By Connor Lynch
COBOURG — A small skirmish in Northumberland County was settled in farmers’ favour late last year, with the county deciding to continue using glyphosate to control weeds this spring.
In late November, county council voted 5-2 to continue using Roundup, a glyphosate-based herbicide, on county roads to control weeds.
The Northumberland Federation of Agriculture made a push to county council to resume use of glyphosate for weed control, after the county discontinued use of Roundup and switched to mechanical controls.
That didn’t work out so well, said ag federation president Martin Opsteen. And after hearing from his directors across the county, the federation decided to make a stronger push in favour of chemical-control methods.
“We thought if they started banning glyphosate on county roads, (they would) ban them on farms,” Opsteen said.
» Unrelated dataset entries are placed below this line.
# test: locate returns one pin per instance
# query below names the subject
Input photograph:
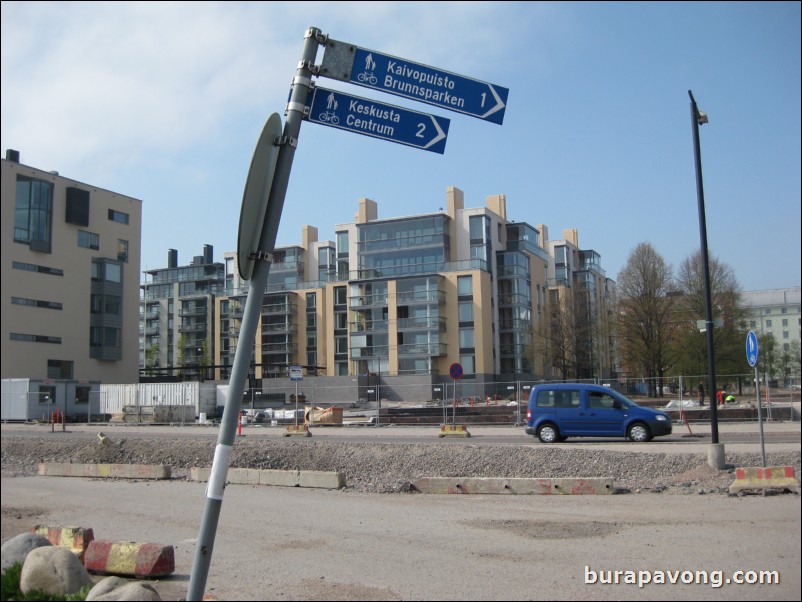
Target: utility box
(323, 416)
(164, 414)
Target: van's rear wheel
(639, 433)
(548, 433)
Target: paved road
(737, 437)
(278, 543)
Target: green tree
(769, 359)
(646, 315)
(725, 300)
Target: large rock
(116, 588)
(17, 548)
(54, 570)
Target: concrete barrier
(453, 430)
(771, 477)
(283, 478)
(116, 471)
(75, 539)
(299, 430)
(518, 486)
(141, 560)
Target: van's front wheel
(548, 433)
(639, 433)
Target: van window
(557, 399)
(600, 400)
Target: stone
(54, 570)
(17, 548)
(117, 588)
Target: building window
(36, 303)
(34, 338)
(122, 250)
(82, 394)
(32, 267)
(465, 311)
(118, 216)
(340, 295)
(88, 240)
(59, 369)
(33, 213)
(100, 336)
(106, 271)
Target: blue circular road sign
(751, 348)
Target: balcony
(424, 323)
(358, 353)
(430, 349)
(368, 300)
(369, 326)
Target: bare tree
(647, 314)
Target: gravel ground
(391, 467)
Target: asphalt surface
(281, 543)
(691, 438)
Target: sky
(165, 101)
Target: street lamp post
(716, 454)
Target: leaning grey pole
(242, 357)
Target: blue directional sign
(751, 348)
(379, 120)
(401, 77)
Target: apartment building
(70, 273)
(582, 310)
(776, 312)
(403, 299)
(177, 317)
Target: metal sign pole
(760, 421)
(228, 426)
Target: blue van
(559, 411)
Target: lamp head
(701, 117)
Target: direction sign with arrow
(379, 120)
(371, 69)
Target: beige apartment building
(70, 274)
(401, 300)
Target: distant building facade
(177, 317)
(70, 274)
(403, 299)
(775, 312)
His was also the only county in Ontario he’d heard of that had stopped using glyphosate for weed control. “(We) felt real bad about that.”
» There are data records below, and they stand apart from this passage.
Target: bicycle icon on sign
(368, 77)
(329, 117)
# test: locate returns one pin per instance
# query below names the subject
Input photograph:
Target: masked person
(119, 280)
But weed control is also an issue of farm contamination and even public safety, Opsteen said. Canada fleabane, for example, has “hundreds of thousands of seeds,” which get spread if the plant gets mowed. Then, “combines spread (Canada fleabane) around our farms.”
And wild parsnip is also present in the county. The noxious weed produces a sap that can cause burns to skin if they’re exposed to sunlight, a condition called phytophotodermatitis. Mowing a wild parsnip plant exposes a lot of that sap. Opsteen said there was an incident in the county where a kid fell off his bike into a patch of freshly trimmed wild parsnip and got a nasty burn.
The former dairy farmer added that the fact that controlling weeds helps farmers lower carbon emissions didn’t hurt either, since farmers can spray a harvested field and then plant cover crops, instead of having to disc or till the soil to get rid of any weeds. “I think quite a few of the councillors liked to hear that.”